Wie unterscheidet sich die Mitverursachung von der Gesamtschuldnerschaft?
Die Mitverursachung bezieht sich auf das Mitverschulden des Geschädigten und betrifft die Aufteilung eines Schadens dort, wo mehrere Beteiligte zur Schadensentstehung beigetragen haben. Die Gesamtschuldnerschaft (§ 421 BGB ff.) hingegen regelt, dass bei mehreren Schädigern jeder für den gesamten Schaden haftet, unabhängig von seinem Verursachungsanteil, wobei sie untereinander anteilig ausgleichen können. Die Mitverursachung reduziert also die Haftung des Schädigers gegenüber dem Geschädigten, während die Gesamtschuld die Regressregelung zwischen mehreren Schädigern betrifft. Beide Institute können im konkreten Fall zusammentreffen, werden aber rechtlich eigenständig gehandhabt.
Welche Anforderungen stellt die Rechtsprechung an die Darlegung und den Beweis der Mitverursachung?

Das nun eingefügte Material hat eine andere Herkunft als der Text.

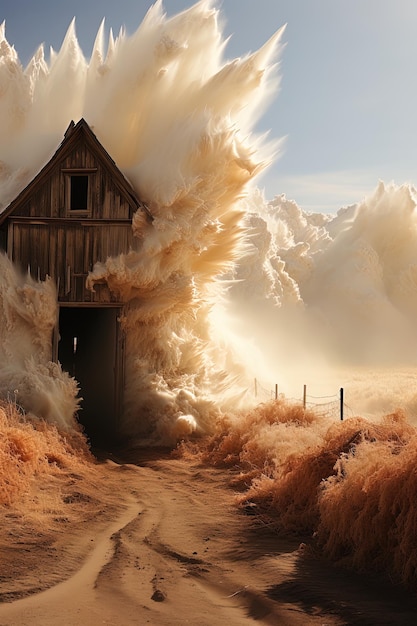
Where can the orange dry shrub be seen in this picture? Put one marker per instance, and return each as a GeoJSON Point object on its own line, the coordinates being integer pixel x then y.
{"type": "Point", "coordinates": [368, 509]}
{"type": "Point", "coordinates": [30, 447]}
{"type": "Point", "coordinates": [258, 441]}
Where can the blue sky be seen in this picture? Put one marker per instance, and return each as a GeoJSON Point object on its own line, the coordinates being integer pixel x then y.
{"type": "Point", "coordinates": [348, 98]}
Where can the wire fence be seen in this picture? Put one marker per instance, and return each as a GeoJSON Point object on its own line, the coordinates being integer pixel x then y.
{"type": "Point", "coordinates": [332, 406]}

Die Beweislast für das Vorliegen eines Mitverschuldens trägt grundsätzlich der Schädiger, der sich auf die anspruchsmindernde Wirkung beruft. Er muss konkrete Tatsachen darlegen und beweisen, aus denen sich ein Sorgfaltspflichtverstoß des Geschädigten ergibt. Hierzu zählen das Vorhandensein sowie das Ausmaß des Mitverschuldens, beispielsweise das Nichtanlegen eines Sicherheitsgurtes, das Überqueren einer roten Ampel oder die unterlassene Sicherung von Wertgegenständen. Gelegentlich arbeitet die Rechtsprechung mit Beweiserleichterungen, etwa durch Anscheinsbeweise in typischen Konstellationen. Insgesamt wird eine genaue Einzelfallbetrachtung durchgeführt, um festzustellen, ob und in welchem Umfang das Verhalten des Geschädigten zur Schadensentstehung beigetragen hat.
Kann die Mitverursachung bereits bei der Anspruchsentstehung oder erst bei der Anspruchsdurchsetzung Berücksichtigung finden?
Die Mitverursachung wird überwiegend bei der Anspruchsdurchsetzung – das heißt bei der Berechnung und Durchsetzung des Schadensersatzanspruchs – berücksichtigt. Allerdings ist sie eine rechtshemmende Einwendung und wirkt bereits auf der Prüfungsebene der „entstandenen und zu ersetzenden Schaden“ mit. Sie bewirkt, dass sich der Anspruch von vornherein nur auf den vom Schädiger zu vertretenden, d. h. nicht mitverursachten Teil bezieht. In der Anspruchsbegründung obliegt es bereits dem Kläger, den vollen Schaden darzulegen, während der beklagte Schädiger im Rahmen seiner Verteidigung das Mitverschulden einwenden muss, sodass es letztlich bei der Anspruchsberechnung relevant wird.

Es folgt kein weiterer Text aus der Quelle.